Five elastic
protein-based
polymers, designed as variations of
polymer I, (
GVGVP)251, elicited different responses when injected as subcutaneous implants in the guinea pig, a preclinical test used to evaluate materials for soft tissue augmentation and specifically for correction of
urinary incontinence. All six
polymers, prepared using
recombinant DNA technology, expressed at good levels using transformed E. coli fermentation. These E. coli-produced
polymers were purified for the first time to the exacting levels required for use as
biomaterials where a large quantity could disperse into the tissues in a few days. Time periods of 2 and 4 weeks were used.

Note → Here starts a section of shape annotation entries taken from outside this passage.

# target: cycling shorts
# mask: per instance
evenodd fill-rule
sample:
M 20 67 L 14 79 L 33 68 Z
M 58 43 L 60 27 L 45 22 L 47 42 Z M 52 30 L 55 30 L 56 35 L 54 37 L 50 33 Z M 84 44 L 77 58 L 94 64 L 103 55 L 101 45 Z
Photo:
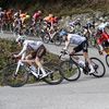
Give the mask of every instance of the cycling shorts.
M 46 48 L 44 45 L 41 45 L 36 51 L 32 52 L 32 58 L 35 59 L 36 57 L 38 57 L 40 59 L 45 55 L 46 55 Z

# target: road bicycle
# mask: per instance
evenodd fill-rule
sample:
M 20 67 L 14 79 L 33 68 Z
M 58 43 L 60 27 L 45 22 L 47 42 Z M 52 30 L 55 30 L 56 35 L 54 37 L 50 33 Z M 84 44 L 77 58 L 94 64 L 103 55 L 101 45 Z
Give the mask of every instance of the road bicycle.
M 61 70 L 57 64 L 44 62 L 43 66 L 47 73 L 47 76 L 45 77 L 43 77 L 43 73 L 38 66 L 36 68 L 36 72 L 34 72 L 27 63 L 22 63 L 21 59 L 17 61 L 15 60 L 15 62 L 3 68 L 3 83 L 12 87 L 20 87 L 25 85 L 31 78 L 44 81 L 50 85 L 57 85 L 63 81 Z
M 95 69 L 95 72 L 92 74 L 88 74 L 88 72 L 90 71 L 88 63 L 85 62 L 85 66 L 84 66 L 82 64 L 78 64 L 75 61 L 75 59 L 73 58 L 74 56 L 83 56 L 83 55 L 75 53 L 75 55 L 71 56 L 68 51 L 61 51 L 60 59 L 62 59 L 62 57 L 65 55 L 68 55 L 69 58 L 61 61 L 60 68 L 62 70 L 63 77 L 66 81 L 78 80 L 82 71 L 85 75 L 93 75 L 95 77 L 102 77 L 106 73 L 106 68 L 105 68 L 104 63 L 95 57 L 90 58 L 90 62 Z
M 105 47 L 104 51 L 106 52 L 106 63 L 109 66 L 109 47 Z

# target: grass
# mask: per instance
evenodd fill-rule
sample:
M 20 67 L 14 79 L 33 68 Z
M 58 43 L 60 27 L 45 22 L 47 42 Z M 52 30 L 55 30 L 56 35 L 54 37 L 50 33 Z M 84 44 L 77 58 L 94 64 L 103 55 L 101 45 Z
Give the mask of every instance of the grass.
M 17 48 L 15 41 L 9 41 L 0 38 L 0 71 L 2 71 L 2 69 L 7 64 L 11 63 L 12 60 L 10 59 L 10 56 L 13 52 L 20 52 L 21 49 L 22 48 L 20 47 Z M 44 61 L 58 63 L 59 59 L 58 56 L 47 52 L 47 55 L 44 57 Z M 3 72 L 0 72 L 0 84 L 2 84 L 2 74 Z M 29 83 L 33 82 L 35 82 L 35 80 L 32 77 L 32 80 L 29 80 Z

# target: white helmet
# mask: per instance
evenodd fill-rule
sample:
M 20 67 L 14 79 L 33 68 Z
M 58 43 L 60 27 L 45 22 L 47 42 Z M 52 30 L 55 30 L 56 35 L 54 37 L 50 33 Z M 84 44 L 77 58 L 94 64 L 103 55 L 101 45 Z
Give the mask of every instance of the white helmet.
M 19 37 L 16 38 L 16 43 L 23 43 L 25 39 L 26 39 L 26 36 L 19 35 Z

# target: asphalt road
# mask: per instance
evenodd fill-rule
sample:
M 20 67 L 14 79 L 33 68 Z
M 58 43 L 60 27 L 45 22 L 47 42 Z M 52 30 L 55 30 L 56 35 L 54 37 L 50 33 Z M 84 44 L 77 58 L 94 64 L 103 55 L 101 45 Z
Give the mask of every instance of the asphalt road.
M 0 37 L 13 37 L 0 34 Z M 49 51 L 60 52 L 63 46 L 46 45 Z M 106 65 L 105 56 L 89 48 L 89 56 L 99 58 Z M 0 87 L 0 109 L 109 109 L 109 69 L 101 78 L 82 74 L 76 82 L 63 81 L 60 85 L 35 83 L 19 88 Z

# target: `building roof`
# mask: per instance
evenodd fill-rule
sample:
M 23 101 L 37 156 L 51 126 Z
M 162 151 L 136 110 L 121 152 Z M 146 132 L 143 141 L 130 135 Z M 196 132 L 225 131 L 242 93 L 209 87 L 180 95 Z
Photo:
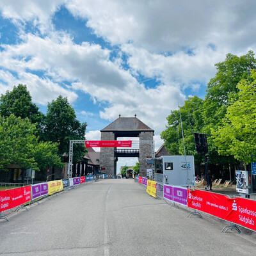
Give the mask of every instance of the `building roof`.
M 162 156 L 170 156 L 170 154 L 163 143 L 159 148 L 159 150 L 156 152 L 156 157 L 159 157 Z
M 142 122 L 140 119 L 135 117 L 121 117 L 116 119 L 111 124 L 109 124 L 105 128 L 100 130 L 101 132 L 109 131 L 150 131 L 154 130 L 148 125 Z

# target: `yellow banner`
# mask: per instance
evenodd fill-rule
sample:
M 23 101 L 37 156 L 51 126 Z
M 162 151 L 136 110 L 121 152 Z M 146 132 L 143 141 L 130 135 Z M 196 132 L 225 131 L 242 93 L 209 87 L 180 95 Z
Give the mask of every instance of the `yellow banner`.
M 63 190 L 62 180 L 48 181 L 48 194 L 52 195 L 54 193 Z
M 156 197 L 156 181 L 148 180 L 147 192 L 154 197 Z

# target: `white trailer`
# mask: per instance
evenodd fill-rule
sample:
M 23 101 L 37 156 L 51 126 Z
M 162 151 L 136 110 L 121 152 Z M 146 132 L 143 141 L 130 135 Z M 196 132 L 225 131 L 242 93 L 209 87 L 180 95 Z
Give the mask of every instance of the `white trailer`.
M 163 156 L 154 159 L 155 172 L 163 173 L 163 183 L 195 186 L 193 156 Z

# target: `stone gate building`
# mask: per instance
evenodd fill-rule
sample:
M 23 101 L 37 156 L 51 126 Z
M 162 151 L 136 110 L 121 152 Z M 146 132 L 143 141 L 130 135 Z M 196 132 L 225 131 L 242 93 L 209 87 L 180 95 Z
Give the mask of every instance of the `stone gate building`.
M 101 140 L 122 140 L 122 137 L 139 137 L 140 141 L 153 141 L 154 131 L 134 117 L 121 117 L 100 131 Z M 116 162 L 118 157 L 137 157 L 140 161 L 140 175 L 146 176 L 147 169 L 151 164 L 147 163 L 146 158 L 152 156 L 152 144 L 138 144 L 139 149 L 117 149 L 100 148 L 100 163 L 107 175 L 116 175 Z

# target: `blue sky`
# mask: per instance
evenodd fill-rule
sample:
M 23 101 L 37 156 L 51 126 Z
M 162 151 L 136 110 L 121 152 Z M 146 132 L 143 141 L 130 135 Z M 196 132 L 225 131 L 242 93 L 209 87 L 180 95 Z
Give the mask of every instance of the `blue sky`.
M 255 51 L 249 0 L 2 0 L 0 93 L 26 84 L 45 112 L 67 97 L 86 138 L 118 117 L 155 130 L 189 96 L 204 98 L 214 64 Z M 134 159 L 122 160 L 134 164 Z

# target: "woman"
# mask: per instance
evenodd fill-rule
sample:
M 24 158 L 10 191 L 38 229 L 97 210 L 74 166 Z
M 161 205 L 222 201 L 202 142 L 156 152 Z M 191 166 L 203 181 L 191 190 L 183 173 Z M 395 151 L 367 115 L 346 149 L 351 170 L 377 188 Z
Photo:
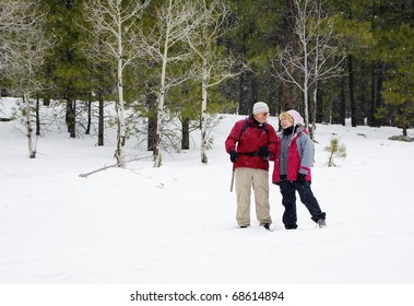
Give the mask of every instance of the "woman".
M 273 184 L 279 185 L 285 208 L 283 224 L 286 229 L 297 228 L 296 191 L 308 209 L 311 220 L 326 227 L 326 213 L 321 211 L 310 189 L 310 167 L 314 164 L 314 144 L 303 127 L 304 119 L 292 109 L 280 115 L 283 131 L 277 134 L 280 145 L 275 155 Z

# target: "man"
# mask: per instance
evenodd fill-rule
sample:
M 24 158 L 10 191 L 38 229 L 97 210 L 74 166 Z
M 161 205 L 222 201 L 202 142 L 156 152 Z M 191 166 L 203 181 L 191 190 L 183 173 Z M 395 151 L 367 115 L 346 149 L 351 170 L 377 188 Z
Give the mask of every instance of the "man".
M 250 226 L 250 196 L 255 191 L 256 216 L 261 226 L 271 229 L 269 204 L 269 160 L 276 151 L 276 132 L 267 122 L 269 106 L 253 105 L 252 115 L 237 121 L 225 141 L 235 172 L 237 212 L 241 228 Z

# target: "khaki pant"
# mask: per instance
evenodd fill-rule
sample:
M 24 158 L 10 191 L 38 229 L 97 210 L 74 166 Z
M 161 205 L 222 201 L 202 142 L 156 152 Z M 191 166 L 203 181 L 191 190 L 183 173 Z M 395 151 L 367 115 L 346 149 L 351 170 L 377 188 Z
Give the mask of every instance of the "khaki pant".
M 260 225 L 272 223 L 269 204 L 269 172 L 253 168 L 236 168 L 236 220 L 239 226 L 250 225 L 251 188 L 255 191 L 256 217 Z

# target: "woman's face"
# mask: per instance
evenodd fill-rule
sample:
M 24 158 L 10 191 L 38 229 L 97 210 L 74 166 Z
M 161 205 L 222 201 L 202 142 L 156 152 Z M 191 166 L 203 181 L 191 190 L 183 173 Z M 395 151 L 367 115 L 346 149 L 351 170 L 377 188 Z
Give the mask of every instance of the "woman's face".
M 289 116 L 283 116 L 281 119 L 282 129 L 287 129 L 293 126 L 293 118 Z
M 260 114 L 255 114 L 255 119 L 259 122 L 259 123 L 264 123 L 265 120 L 268 120 L 268 117 L 269 117 L 269 113 L 264 111 L 264 113 L 260 113 Z

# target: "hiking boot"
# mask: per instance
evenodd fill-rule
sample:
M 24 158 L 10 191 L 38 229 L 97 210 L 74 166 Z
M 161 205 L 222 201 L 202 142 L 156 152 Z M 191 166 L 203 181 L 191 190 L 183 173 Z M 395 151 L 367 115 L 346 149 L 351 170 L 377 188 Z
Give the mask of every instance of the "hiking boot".
M 317 223 L 318 223 L 319 228 L 327 227 L 327 222 L 324 222 L 323 219 L 319 219 Z
M 263 224 L 263 227 L 264 227 L 265 229 L 270 231 L 270 223 L 264 223 L 264 224 Z

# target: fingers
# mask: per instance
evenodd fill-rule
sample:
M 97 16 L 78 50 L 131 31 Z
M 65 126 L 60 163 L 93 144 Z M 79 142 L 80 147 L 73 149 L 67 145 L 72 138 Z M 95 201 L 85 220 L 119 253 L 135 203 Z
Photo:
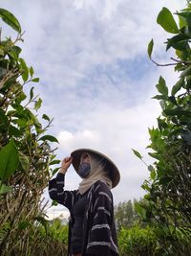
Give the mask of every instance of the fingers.
M 68 156 L 68 157 L 64 158 L 64 162 L 65 163 L 69 163 L 69 162 L 72 163 L 72 161 L 73 161 L 73 157 L 72 156 Z

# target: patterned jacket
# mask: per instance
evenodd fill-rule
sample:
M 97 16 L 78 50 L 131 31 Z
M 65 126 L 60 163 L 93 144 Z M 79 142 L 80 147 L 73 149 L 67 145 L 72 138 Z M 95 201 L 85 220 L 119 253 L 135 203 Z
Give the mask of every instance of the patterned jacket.
M 50 180 L 49 194 L 52 199 L 66 206 L 71 213 L 69 223 L 69 255 L 71 243 L 71 227 L 73 225 L 72 209 L 79 198 L 78 190 L 64 190 L 65 175 L 58 173 Z M 83 222 L 82 256 L 118 256 L 117 240 L 114 221 L 113 196 L 108 186 L 96 181 L 90 188 Z

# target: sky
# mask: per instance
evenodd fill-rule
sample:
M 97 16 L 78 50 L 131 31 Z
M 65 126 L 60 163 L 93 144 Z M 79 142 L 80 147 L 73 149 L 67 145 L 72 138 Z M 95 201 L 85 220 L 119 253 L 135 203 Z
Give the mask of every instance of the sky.
M 53 117 L 49 134 L 58 138 L 57 157 L 63 159 L 80 148 L 99 151 L 120 171 L 120 183 L 113 190 L 115 204 L 143 197 L 140 186 L 149 177 L 149 171 L 132 149 L 152 164 L 146 150 L 148 128 L 156 126 L 161 111 L 159 102 L 151 98 L 157 94 L 160 75 L 169 87 L 178 79 L 172 67 L 157 67 L 149 60 L 147 45 L 154 38 L 155 60 L 171 62 L 173 52 L 166 54 L 164 42 L 172 35 L 156 19 L 162 7 L 176 12 L 186 1 L 0 3 L 17 17 L 25 31 L 22 57 L 40 78 L 39 84 L 34 84 L 43 100 L 39 119 L 43 113 Z M 4 25 L 2 33 L 15 36 Z M 75 189 L 79 182 L 71 167 L 66 189 Z M 43 197 L 49 200 L 47 189 Z M 48 210 L 52 217 L 61 213 L 67 213 L 63 206 Z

Polymer I functioned as a bulking agent around which a fine fibrous
capsule formed. Inclusion of (GVGVAP)8, a
chemoattractant toward monocytes and
elastin-synthesizing fibroblasts in the sequence of
polymer I, resulted in an appropriate tissue response of invasion of macrophages. Inclusion of
lysine residues, for
lysyl oxidase cross-linking, suggested a possible remodeling of the implant toward fibers. Most promising however, when the cell attachment sequence,
GRGDSP, was added to
polymer I, the implant elicited tissue generation with a normal
complement of
collagen and elastic fibers, spindle-shaped histiocytes and angiogenesis. If this response is retained over time, the desired soft tissue augmentation and generation will have been achieved. Our working hypothesis is that on formation of
elastin, with a half-life of the order of 70 years, a long lasting soft tissue augmentation would result rather than
scar tissue as occurs with
Contigen, the currently approved
injectable implant for soft tissue augmentation.